|When My World Got Cheesy
Author: Snazzilicious PM
The difference between how I was and how I am.Rated: Fiction K - English - Humor/Friendship - Words: 487 - Reviews: 1 - Published: 03-23-12 - Status: Complete - id: 3007428
|A+ A- Full 3/4 1/2 Expand Tighten|
When My World Got Cheesy
The best part about cats is that they take care of themselves.
When I asked for a kitten this Christmas (specifically a mangy orange monster, preferably missing an eye or limb so I can pretend to be saving the world by taking in one of its victims) I didn't get one. Instead I got a perfectly healthy, overly priced puppy. Compared to my hypothetical pauper kitten (I would have named her Molly Weasley), Winston Marshall Price-Baldwin I is a tuxedo wearing prince, with an attitude to match.

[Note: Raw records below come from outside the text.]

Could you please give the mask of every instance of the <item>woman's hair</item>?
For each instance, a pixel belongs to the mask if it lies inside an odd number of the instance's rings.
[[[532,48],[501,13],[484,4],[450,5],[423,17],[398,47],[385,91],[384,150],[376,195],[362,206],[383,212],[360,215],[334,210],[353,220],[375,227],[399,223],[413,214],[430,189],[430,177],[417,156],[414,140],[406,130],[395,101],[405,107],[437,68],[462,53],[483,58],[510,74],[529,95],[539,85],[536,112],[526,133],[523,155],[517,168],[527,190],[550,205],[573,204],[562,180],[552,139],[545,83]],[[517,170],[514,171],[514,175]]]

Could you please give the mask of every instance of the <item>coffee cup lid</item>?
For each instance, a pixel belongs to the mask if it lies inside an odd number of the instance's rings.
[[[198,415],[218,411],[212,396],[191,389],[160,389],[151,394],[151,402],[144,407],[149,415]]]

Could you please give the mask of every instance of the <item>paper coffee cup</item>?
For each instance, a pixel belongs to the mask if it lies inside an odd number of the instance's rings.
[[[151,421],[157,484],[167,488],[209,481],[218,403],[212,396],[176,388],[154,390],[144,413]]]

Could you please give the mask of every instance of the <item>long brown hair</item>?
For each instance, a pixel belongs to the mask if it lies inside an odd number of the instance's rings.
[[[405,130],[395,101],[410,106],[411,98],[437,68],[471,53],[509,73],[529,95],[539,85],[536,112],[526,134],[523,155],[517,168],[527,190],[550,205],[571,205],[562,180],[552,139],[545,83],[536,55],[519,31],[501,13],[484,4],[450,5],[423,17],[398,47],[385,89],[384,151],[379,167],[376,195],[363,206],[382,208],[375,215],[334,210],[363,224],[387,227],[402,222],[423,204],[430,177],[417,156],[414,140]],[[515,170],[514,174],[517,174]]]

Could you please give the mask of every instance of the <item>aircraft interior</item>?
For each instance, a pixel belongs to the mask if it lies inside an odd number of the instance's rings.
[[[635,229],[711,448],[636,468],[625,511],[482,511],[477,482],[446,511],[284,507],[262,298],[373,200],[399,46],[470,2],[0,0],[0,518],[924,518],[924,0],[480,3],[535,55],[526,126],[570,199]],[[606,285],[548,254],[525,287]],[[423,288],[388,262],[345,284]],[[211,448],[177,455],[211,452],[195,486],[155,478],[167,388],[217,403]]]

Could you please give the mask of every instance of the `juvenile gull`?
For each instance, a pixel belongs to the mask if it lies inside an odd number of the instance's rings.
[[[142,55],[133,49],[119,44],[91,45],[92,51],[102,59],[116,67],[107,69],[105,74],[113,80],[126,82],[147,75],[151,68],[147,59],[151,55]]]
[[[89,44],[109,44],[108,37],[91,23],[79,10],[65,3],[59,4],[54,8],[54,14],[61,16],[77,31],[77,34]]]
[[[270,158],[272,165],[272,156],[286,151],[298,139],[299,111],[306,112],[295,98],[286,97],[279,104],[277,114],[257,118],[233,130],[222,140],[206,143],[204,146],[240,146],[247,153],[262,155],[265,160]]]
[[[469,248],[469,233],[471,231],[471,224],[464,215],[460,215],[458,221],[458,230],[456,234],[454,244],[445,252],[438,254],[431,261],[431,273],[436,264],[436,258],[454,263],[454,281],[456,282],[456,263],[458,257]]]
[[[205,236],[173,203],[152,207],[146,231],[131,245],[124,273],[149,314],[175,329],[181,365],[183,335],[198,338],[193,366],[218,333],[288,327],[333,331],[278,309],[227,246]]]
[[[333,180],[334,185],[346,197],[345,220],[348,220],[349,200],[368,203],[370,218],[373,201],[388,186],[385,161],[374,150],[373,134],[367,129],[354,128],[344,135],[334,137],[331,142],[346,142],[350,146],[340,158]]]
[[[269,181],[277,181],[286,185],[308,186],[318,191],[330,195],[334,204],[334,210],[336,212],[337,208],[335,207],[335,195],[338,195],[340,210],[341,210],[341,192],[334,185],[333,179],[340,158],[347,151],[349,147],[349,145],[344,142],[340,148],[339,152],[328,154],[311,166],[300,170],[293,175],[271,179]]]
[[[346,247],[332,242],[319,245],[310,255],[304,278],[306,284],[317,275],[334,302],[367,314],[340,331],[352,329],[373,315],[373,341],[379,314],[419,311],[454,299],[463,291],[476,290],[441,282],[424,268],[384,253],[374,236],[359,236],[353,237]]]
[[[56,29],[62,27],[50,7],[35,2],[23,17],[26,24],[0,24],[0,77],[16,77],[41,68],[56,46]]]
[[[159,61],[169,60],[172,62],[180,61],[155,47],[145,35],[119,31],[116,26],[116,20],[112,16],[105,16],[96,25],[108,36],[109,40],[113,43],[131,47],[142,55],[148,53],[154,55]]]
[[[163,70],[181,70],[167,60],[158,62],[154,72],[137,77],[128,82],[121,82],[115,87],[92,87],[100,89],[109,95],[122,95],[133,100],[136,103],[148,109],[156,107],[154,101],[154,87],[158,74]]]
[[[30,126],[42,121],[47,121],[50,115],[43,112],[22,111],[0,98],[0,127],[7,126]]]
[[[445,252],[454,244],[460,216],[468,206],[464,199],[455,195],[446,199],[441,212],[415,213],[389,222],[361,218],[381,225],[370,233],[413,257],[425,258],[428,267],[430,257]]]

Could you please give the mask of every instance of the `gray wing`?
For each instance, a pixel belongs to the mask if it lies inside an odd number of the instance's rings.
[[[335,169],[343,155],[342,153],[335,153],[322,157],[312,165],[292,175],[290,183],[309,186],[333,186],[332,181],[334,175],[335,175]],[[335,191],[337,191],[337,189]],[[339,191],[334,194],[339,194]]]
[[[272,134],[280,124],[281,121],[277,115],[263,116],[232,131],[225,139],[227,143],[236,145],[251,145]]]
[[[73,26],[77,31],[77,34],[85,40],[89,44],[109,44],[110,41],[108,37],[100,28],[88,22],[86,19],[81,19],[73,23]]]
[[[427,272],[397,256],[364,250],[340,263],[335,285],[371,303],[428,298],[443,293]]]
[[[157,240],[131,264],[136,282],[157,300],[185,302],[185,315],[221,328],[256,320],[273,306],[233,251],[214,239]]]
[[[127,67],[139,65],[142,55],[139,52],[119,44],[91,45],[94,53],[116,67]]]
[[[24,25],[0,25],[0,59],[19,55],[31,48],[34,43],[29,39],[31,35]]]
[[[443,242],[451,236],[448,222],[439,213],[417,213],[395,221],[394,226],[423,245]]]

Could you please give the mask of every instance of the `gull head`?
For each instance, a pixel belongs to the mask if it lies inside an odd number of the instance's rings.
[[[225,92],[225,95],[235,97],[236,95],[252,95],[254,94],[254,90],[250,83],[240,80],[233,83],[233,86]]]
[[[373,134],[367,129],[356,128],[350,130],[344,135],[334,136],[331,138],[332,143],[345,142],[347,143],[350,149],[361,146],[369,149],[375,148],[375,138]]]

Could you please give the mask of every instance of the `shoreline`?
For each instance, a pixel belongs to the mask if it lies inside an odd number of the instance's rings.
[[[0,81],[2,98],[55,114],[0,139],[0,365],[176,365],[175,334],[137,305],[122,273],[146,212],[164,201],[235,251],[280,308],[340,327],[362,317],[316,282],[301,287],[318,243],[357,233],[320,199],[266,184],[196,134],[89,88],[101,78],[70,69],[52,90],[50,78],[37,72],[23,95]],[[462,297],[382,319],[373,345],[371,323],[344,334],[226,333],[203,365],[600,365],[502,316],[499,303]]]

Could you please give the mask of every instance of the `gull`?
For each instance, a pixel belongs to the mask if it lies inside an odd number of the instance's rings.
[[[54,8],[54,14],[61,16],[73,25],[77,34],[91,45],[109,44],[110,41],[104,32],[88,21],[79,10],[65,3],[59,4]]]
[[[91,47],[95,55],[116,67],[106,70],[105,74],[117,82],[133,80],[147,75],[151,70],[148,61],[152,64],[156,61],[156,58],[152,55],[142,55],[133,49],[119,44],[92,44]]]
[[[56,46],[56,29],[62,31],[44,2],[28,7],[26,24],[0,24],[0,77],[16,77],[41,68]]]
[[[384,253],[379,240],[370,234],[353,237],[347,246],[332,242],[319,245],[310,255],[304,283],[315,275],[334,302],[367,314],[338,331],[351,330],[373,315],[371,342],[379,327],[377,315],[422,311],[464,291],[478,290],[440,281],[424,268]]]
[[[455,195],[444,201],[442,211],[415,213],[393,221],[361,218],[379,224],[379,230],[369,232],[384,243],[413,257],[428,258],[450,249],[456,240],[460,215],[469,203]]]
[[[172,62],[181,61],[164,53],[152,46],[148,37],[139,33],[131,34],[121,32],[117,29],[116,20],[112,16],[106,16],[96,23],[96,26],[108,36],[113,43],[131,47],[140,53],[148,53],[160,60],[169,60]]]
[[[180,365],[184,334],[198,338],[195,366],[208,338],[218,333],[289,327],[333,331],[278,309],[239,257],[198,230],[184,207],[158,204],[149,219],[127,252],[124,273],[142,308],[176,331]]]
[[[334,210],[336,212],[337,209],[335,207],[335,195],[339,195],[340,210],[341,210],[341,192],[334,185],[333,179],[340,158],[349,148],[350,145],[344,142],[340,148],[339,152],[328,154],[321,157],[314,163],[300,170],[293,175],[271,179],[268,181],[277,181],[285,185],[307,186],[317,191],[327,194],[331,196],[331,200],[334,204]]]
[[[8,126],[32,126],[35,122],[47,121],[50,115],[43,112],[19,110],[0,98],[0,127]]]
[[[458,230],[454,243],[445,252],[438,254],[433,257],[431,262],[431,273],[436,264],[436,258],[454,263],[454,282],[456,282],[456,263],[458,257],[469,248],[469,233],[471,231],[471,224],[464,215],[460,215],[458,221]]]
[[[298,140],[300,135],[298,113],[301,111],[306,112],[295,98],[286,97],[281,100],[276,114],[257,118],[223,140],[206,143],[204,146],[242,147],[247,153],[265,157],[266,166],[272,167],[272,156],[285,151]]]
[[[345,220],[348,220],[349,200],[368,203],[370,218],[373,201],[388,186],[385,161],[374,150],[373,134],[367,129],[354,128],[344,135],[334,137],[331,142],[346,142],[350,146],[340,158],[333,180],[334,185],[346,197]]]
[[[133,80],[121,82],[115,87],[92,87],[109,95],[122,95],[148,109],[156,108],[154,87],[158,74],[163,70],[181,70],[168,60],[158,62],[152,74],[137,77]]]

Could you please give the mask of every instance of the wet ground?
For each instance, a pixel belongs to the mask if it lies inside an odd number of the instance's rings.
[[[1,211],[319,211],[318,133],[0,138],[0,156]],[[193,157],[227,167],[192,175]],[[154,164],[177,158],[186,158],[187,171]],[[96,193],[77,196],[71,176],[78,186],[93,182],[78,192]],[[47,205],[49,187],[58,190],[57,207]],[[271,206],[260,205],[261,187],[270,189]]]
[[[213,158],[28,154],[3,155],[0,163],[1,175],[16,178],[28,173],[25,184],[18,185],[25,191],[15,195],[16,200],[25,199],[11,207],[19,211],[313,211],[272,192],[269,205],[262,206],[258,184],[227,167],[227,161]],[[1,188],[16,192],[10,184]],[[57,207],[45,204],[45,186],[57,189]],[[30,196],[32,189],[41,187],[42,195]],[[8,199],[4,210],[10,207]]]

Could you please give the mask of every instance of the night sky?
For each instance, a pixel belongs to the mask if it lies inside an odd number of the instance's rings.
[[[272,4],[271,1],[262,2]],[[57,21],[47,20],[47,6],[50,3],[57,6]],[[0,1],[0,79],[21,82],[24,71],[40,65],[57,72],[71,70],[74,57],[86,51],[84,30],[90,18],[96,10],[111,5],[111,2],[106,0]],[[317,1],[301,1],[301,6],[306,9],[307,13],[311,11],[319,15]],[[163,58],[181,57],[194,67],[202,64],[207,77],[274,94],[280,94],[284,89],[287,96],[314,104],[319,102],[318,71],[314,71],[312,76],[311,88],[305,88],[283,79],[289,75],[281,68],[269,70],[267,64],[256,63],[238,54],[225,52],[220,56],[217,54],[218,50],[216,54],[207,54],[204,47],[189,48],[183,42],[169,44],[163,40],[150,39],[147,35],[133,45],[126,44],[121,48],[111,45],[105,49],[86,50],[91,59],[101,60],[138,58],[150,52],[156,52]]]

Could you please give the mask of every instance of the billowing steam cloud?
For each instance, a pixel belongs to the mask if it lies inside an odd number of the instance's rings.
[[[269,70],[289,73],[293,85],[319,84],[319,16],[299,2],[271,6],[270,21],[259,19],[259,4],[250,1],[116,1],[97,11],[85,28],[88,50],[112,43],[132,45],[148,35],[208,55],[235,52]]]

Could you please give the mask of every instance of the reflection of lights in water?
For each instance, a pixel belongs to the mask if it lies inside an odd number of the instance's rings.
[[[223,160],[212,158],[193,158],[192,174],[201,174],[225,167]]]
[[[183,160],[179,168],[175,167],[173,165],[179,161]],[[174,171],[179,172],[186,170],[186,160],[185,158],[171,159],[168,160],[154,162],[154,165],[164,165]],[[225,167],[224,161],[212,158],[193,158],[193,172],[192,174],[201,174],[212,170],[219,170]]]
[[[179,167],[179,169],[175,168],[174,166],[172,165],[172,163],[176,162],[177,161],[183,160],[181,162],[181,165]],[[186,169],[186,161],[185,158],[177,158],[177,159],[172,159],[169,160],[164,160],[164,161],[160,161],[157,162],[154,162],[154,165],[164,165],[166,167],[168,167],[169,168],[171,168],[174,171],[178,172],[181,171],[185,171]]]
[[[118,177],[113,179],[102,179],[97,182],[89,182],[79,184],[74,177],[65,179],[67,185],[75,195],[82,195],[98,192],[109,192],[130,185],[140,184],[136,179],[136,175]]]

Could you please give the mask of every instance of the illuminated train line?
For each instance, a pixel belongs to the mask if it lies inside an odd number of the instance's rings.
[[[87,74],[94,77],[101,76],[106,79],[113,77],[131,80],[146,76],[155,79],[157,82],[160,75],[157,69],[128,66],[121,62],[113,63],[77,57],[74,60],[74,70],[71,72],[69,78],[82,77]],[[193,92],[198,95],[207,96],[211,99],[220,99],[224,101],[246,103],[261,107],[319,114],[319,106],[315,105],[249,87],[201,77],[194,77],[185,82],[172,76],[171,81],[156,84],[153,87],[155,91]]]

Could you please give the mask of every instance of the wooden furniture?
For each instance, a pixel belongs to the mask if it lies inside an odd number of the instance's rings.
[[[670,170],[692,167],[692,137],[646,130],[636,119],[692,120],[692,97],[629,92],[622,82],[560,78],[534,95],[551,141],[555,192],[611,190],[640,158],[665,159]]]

I can't leave the house without him. I haven't urinated by myself for the last four months. There's no such thing as my own pillow (despite many the battle we have waged over who gets most of it). There's no such thing as just me anymore.
Somewhere in between tearing open Christmas gifts and throwing away the gift wrap, I became a teen mom to my dog. It's the best way I can describe this new cornucopia of culpability. And the worst part isn't that most of my Facebook statuses are dedicated to the strange things this puppy does, or that his farts are the silent and deadly kind. The worst part is that he loves me. This needy little thing that I never even asked for loves me.
When I get home from school I'm greeted by a black bullet that rams into my legs until I pet him. And even that's not enough, because it seems he is also required to lick at my face until he deems it properly slobbered on. Even though I left him home alone all day, he can find it in his little heart to say hello and act like I'm the best thing to happen to this world since macaroni and cheese (he loves cheese).
Sometimes I think if a human heart felt that, it might just break from so much love.
The responsibility to take care of something other than yourself is hard. You deal with your bed being peed on while making sure that nothing gets lodged in his throat (causing his untimely demise) as he tries to inhale everything on the floor and all the while enduring his obsession with feet, which is gross.
Oddly enough though, when your responsibility is love, things become much easier. You clean the bed (contemplating burning the mattress, but decide against such a rash action), vacuum the floor more in a week than you used to in a year, and put on some socks. But you don't mind.
The best part about dogs (especially Winston), despite their constant thirst for attention (and occasional wet toes) is that there is always somebody who thinks the sun shines out of your butt. Regardless of their cheesy farts, the truth is that their butts ain't so bad either.